Selamat Datang | Sugeng Rawuh | Welcome | 어서 오세요 | ようこそ

Beranda

Minggu, 16 Juni 2013

Kealayan SBY Dalam Kebijakan BBM


Akhir-akhir ini isu tentang kenaikan harga BBM bersubsidi semakin panas saja. Ketidakpastian dan maju mundurnya keputusan SBY mengenai kenaikan harga BBM dinilai sebagai ketidaktegasan seorang pemimpin. Kalau anak gaul jaman sekarang bilang SBY itu alay karena masih labil dan selalu galau.

Pemerintah saat ini dinilai lalu lama ”menggoreng” isu kenaikan harga minyak (BBM) bersubsidi. Bahkan masyarakat di akar rumput pun menilai aneh karena pemerintah memelihara ketidakpastian tersebut sampai sekian lama. Ketidakpastian kenaikan harga BBM akan memberikan dampak yang sangat serius bagi masyarakat, yakni kenaikan harga kebutuhan pokok sebelum BBM naik.

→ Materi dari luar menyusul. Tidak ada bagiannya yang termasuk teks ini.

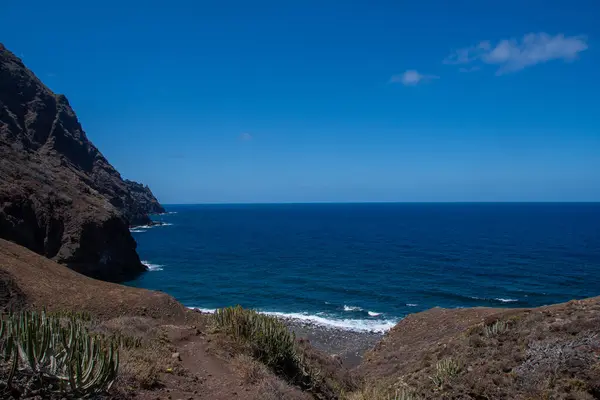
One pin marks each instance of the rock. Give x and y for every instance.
(59, 196)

Harga sejumlah komoditas kebutuhan pokok, seperti beras, bawang dan cabai, mulai naik. Harga bahan bangunan juga menunjukan kecenderungan yang sama. Inilah ekses atau kerusakan yang diakibatkan oleh berlarut-larutnya ketidakpastian harga baru BBM bersubsidi. Artinya, harga yang harus dibayar oleh rakyat akibat ketidakpastian sekarang itu terlalu mahal.

Alasan bahwa harga baru BBM bersubsidi akan ditetapkan pemerintah setelah DPR merespons proposal dana kompensasi adalah perilaku tidak bertanggung jawab. Sekalipun proposal dana kompensasi itu populis, tidak semestinya penekanan pada dana kompensasi menjadi sumber masalah yang merugikan puluhan hingga ratusan juta orang. 

Kompensasi kenaikan harga BBM bersubsidi melalui bantuan langsung tunai (BLT) atau bantuan langsung sementara masyarakat (BLSM) sebagai bagian dari politik pencitraan. Dengan adanya kompensasi, pemerintah tetap terlihat baik, meskipun harga BBM dinaikkan. Sementara itu, kalau BBM gagal dinaikkan karena anggaran kompensasi tidak disepakati, pemerintah bisa menyalahkan para politisi.

Ketidakadilan juga terjadi karena pemerintah lebih memerioritaskan lolosnya proposal dana kompensasi untuk melayani 15,5 juta keluarga atau kelompok sasaran dari dana kompensasi itu. Kenaikan harga BBM juga selalu mengeskalasi persoalan yang tidak bisa dielakkan oleh rakyat kebanyakan.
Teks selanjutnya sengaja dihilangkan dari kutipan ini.